Kennedy cringed. “So which one should I kill first…Charlotte, Matt, or Mr. Hill?”

I laughed.

“See, you’re better already. Fuck them,” she said and pulled me back into a hug. “Who needs any of them?”

“I really just want to go home,” I said, ignoring her question. Because the truth was that I needed Matthew Caldwell. He was the only one here that made it feel like my heart hadn’t stopped beating after I buried my mother. And I couldn’t let go of the feeling he gave me or else I’d be drowning again. As I stood there crying in the bathroom, I realized it was already too late. I’d been lying to myself the whole time anyway. I was drowning. I’d been drowning for weeks.

“Then let’s go home.”

She didn’t get it. I didn’t want to go back to my uncle’s apartment. I wanted to go home to Delaware. Where people had known me my whole life and smiled at me when I walked by instead of sneering. I wanted to sit on my mother’s grave and tell her about my shitty day. I was too far away from her here. And I didn’t know how much longer I could keep going with so much distance between us.

Untouchable - Chapter 8

Friday

I pushed my sweaty bangs off my forehead as we started our fourth mile.

“Are you coming tonight?” Felix asked. He didn’t seem out of breath even though he still preferred the bleachers. Today he didn’t have a choice though because the rest of our gym class was playing frisbee golf outside. Coach Carter had a clear view of the bleachers and the track.

I wanted to go to his party. Despite what Kennedy seemed to think, Felix was a genuinely nice guy. Every day since he’d first talked to me on the bleachers he kept talking to me. Which apparently was a rarity when it came to Empire High. I tried to shove the thoughts of Matt aside. I wasn’t sure why one stupid moment in a bathroom had gotten under my skin.

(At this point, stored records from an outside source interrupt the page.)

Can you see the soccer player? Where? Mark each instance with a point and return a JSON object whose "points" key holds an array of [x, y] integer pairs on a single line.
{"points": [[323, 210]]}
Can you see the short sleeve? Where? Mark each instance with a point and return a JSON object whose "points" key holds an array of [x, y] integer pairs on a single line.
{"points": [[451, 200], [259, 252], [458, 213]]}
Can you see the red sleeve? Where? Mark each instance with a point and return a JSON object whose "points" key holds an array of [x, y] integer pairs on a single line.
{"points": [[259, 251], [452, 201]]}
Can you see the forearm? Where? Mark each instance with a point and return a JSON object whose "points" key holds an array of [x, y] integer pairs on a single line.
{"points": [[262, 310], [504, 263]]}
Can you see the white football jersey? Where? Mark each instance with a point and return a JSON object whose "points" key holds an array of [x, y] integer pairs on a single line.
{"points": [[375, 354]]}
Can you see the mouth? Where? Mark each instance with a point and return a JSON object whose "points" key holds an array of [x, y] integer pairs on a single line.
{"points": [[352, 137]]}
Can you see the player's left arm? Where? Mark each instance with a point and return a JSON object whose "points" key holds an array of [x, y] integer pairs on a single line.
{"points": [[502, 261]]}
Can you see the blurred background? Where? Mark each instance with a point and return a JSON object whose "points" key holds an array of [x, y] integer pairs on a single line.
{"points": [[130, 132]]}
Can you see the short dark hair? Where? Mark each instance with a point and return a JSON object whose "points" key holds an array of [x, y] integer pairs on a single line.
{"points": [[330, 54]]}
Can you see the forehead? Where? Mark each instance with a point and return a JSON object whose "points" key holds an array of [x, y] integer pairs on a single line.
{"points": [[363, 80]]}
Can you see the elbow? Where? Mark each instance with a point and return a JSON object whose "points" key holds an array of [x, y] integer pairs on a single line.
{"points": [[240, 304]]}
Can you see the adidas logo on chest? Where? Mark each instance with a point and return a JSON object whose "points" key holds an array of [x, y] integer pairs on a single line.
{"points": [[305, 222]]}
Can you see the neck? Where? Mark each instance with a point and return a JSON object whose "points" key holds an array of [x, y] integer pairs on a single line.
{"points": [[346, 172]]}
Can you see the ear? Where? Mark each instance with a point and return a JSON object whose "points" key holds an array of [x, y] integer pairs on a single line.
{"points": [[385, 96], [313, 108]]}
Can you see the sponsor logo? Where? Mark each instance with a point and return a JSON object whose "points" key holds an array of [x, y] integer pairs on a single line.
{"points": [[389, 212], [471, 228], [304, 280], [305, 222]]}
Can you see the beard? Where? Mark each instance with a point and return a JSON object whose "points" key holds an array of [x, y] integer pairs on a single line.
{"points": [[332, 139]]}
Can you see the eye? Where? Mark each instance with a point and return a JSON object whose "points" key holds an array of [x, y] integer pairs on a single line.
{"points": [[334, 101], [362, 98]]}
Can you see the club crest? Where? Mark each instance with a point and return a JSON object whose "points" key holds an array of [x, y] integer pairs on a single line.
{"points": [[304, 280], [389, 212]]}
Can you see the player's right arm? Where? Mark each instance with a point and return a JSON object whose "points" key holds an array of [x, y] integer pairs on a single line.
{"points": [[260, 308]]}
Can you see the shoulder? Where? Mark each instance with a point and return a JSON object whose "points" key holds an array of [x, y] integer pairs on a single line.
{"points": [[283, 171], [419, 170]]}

Matt was an asshole. Ever since Monday, he’d pretended I didn’t exist. Like I was as invisible as I always felt. Each day that went by, it hurt a little less. It wasn’t like I even really knew him. Besides, I was used to living in pain. What did one more scar on my heart matter? I just wished he’d never talked to me at all.

Felix on the other hand? I glanced at him out of the corner of my eye. Kind, sweet, handsome.Drug dealer.“Who else is invited?” I asked.

He smiled. “That means you’re coming.”